The End of History Illusion And Some Implications

The End of History Illusion And Some Implications 2013-01-06T07:57:10-06:00

“Life is a process of growing and changing, and what our results suggest is that growth and change really never stops,” says [Daniel] Gilbert, “despite the fact that at every age from 18 to 68, we think it’s pretty much come to a close.”

That’s Gilbert on new research that you can read more about here: “You Can’t See It But You’ll Be A Different Person In Ten Years.”

This is a personal version of the “end of history illusion.” I was just reading about the societal version in Collapse: How Societies Choose To Fail Or Succeed by Jared Diamond.

In Buddhism we call the end of history illusion a “fixed idea of a self” and sometimes try to address it by looking back over the course of our life and how we’ve changed, starting with our baby pictures. The research here suggests that this dharma strategy is not likely to be effective.

You see, we’re good at looking at the past and appreciating we’ve changed. We’re bad at looking at the future and appreciating that “we” will be somebody else and our choices now will create our future self. What can we do today that our future self would want? This is a hard question because we somehow fool ourselves into thinking we’re at the end of change now.

The awesome face of emptiness may be just too hard to be – if we think there’s another choice.

Fortunately, there are other dharma strategies, like shutting up and paying attention. It takes a calm mind to see that this very sense of non-changing is an object of consciousness. Both the consciousness and the object have also changed. Indeed, they are change.

And now for why this matters for the US, for Soto Zen, and for me.

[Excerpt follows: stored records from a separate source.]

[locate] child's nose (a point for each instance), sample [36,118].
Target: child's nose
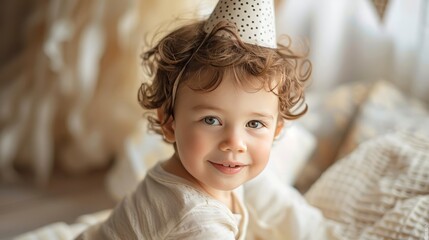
[233,142]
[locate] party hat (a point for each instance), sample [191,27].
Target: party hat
[254,20]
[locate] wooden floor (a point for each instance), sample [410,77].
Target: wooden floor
[25,207]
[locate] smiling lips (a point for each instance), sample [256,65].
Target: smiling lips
[228,168]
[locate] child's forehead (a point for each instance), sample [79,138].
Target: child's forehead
[208,79]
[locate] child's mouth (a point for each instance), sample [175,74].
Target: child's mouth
[228,168]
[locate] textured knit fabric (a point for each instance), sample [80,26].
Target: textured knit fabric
[380,191]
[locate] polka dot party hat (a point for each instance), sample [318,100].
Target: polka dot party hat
[254,20]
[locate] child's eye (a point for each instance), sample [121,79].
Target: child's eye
[255,124]
[211,121]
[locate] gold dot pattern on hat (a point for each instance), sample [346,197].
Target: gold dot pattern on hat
[254,20]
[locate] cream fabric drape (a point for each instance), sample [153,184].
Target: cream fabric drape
[69,93]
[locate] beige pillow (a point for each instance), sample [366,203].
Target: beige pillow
[328,119]
[385,110]
[380,190]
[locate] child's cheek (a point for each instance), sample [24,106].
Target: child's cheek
[195,142]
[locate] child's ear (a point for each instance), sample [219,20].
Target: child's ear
[168,128]
[279,127]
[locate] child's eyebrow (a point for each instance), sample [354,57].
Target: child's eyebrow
[206,107]
[214,108]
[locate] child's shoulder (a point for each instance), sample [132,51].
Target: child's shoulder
[161,188]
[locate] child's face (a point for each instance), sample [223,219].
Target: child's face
[228,126]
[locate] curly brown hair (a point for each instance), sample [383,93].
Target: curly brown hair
[183,54]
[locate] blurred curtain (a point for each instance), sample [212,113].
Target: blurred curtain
[350,42]
[68,94]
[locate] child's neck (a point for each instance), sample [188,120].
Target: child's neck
[174,166]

First, the US’s got the end of history illusion in a bad way, at least as bad as the people who cut down the last giant trees on Easter Island, the trees their culture depended upon, cutting off their nose to spite their face, and somehow apparently thought that everything would magically turn out okay.

We’re just like that. Now maybe we will be saved by the 3D Printer – “Do not think printer. Think magic box that creates any object you can imagine.”

Damn, just like Star Trek, “Computer: Earl Grey. Hot.” And there it is. Click the link to imagine the world as it might be. If we could get these 3D suckers to make food and water, now that’d bend the trend lines.

Anyway, short of a miracle like a food-and-water-creating magic box in every home, it’s looking like we’re screwed, largely due to the end of history illusion.

Take our massive debt, for example. Here’s David Brooks:

“We blame politics, always say Washington is all dysfunctional. They’re responding reasonably efficiently to what the American people want, which is to take the future’s money and spend it on ourselves. And so what we are looking at, the next generation, according to the IMF, is going to have one-third fewer benefits and one-third higher taxes if we act now. If we wait five years, it will be 50 percent more taxes, 50 percent fewer benefits. It is just terrible for the future generations.”

I doubt that everybody will be fine with a 30% or 50% increase in taxes and commensurate decline in benefits. Hold on to the edges of your gowns ladies….

And then there’s Soto Zen. Most teachers in the denomination are old as shit and yet when we get together, most of the conversation is about the issues for us aging and not so much about the effect on others, like those in the future who might benefit from Soto Zen practice. Granted, I haven’t been to the meetings in a few years so it may have changed but my earlier efforts to start a conversation about this largely fell on deaf ears and the conversation turned to our prostates, lack of retirement funds and succession plans.

See my post “Zen Is Going To Hell And It’s The Boomer’s Fault,” for an example of me going on and on about this issue.

And finally what about the end of history illusion issue for me personally?

Briefly put, I’m really committed to working with this illusion as I look forward to my last adventure – starting a training center, getting sick, old, and dropping dead. Not necessarily in that order.